Alien Dream Worlds

Meow Wolf’s first earthly installation surrounding the Plethodon embodies change, courtesy of Denver Botanic Gardens.

Denver Botanic Garden’s Assistant Curator Kevin Williams standing outside of Convergence Station in the garden next to the Plethodon.
Denver Botanic Garden’s Assistant Curator Kevin Williams with the Plethodon

Change is central to the story of the Plethodon, the pastel-hued, salamander-like creature created for Meow Wolf by Demiurge, LLC that emerges beyond the walls of Denver’s Convergence Station. So it’s only fitting that its environment would experience a transformation of its own, courtesy of Denver Botanic Gardens and their Horticulture Outreach Program. Greeting guests before they enter the doors of Meow Wolf’s Denver exhibition, the Plethodon and its soon-to-be-flourishing garden will remind travelers that change is unavoidable and, if embraced, can create luminous and wonderful things that are both beautiful and unrecognizable.

“The plants of Convergence Station's first earth-based installation, entitled ‘Alien Dream Worlds,’ will change, flux, and surprise guests in different ways throughout the seasons and the coming years,” according to Denver Botanic Gardens' Assistant Curator Kevin Williams, the lead on this project. “Some species will continue to grow and build stature, while others will appear and disappear, seeding and traveling throughout the garden.”

People planting in garden outside of Convergence Station next to the Plethodon

For this project, Williams dug deep into Convergence Station’s narrative as well as the Denver Botanic Garden’s mission.

According to the Plethodon origin story, this creature burrowed into the ground one hundred million years ago as the Rocky Mountains were forming, intending only to reemerge once change had stopped coming to the world around it. That day never came, and the Plethodon was itself changed by the heat and pressure of the Earth. When four alien worlds converged together, creating Convergence Station, it forever changed the bustling metropolis around it. The Plethodon was unearthed, emerging unrecognizable.

Converged lore, according to Williams, is something both Convergence Station and the Gardens have in common. One of the Gardens’ core collections, the Steppe Collection, embraces the idea of sister climates. Colorado is part of the steppe bioregion known for flat, dry grasslands and shrublands. Our sister steppe bioregions around the world can be found in places like Central Asia, Southern Africa, and Patagonian Argentina. Representatives from the Gardens travel all over the world to develop partnerships with scientists and gardeners in these sister communities. Exotic, but similar, these worldly plants will be represented at Convergence Station. This was one of the many reasons Meow Wolf asked the Gardens to collaborate.

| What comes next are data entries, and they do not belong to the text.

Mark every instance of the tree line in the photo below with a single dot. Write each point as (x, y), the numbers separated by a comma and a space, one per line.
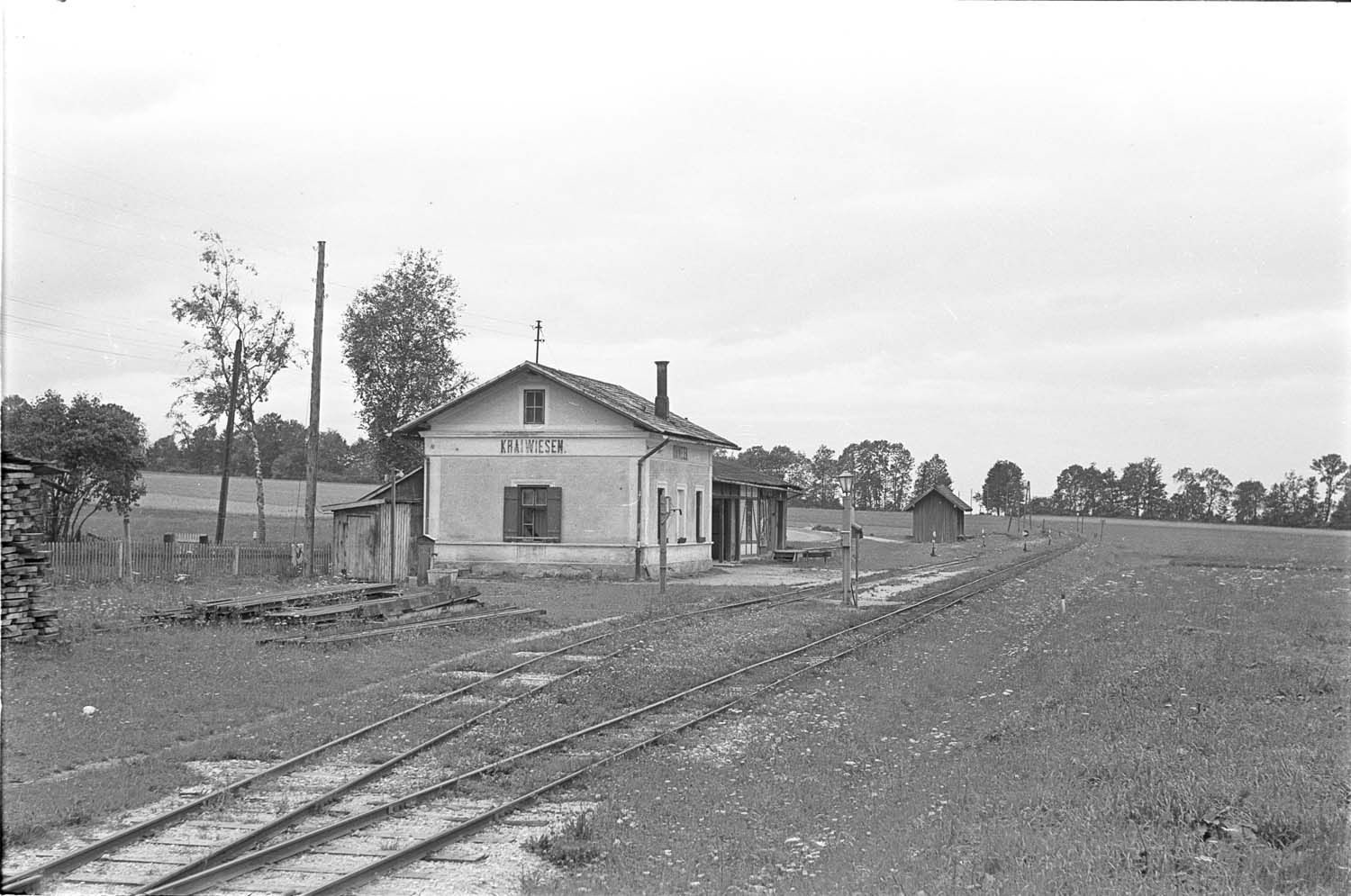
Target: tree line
(886, 479)
(278, 450)
(396, 335)
(1207, 495)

Plethodon in garden outside of Convergence Station on a sunny day

So, what’s it going to look like? Williams chose plants that might challenge their viewers’ expectations, like versions of well-known plants that are larger, smaller, or differently hued. He turned to plants that echo the Plethodon’s design; species that will embrace the archlike and explosive, upright forms, the beautiful blues, the iridescent glimmer, geometric patterns, and the harsh metallic hues of the Plethodon. Williams favored plants that won’t require a lot of water. He even used the design of Glowy — Numina’s nymphlike creature with a cascading waterfall of lasers — to create the garden’s footpath.

Williams installed the first plants on June 1st, 2022. Both Meow Wolf and Denver Botanic Gardens are eager to watch the garden grow and transform over the summer and beyond!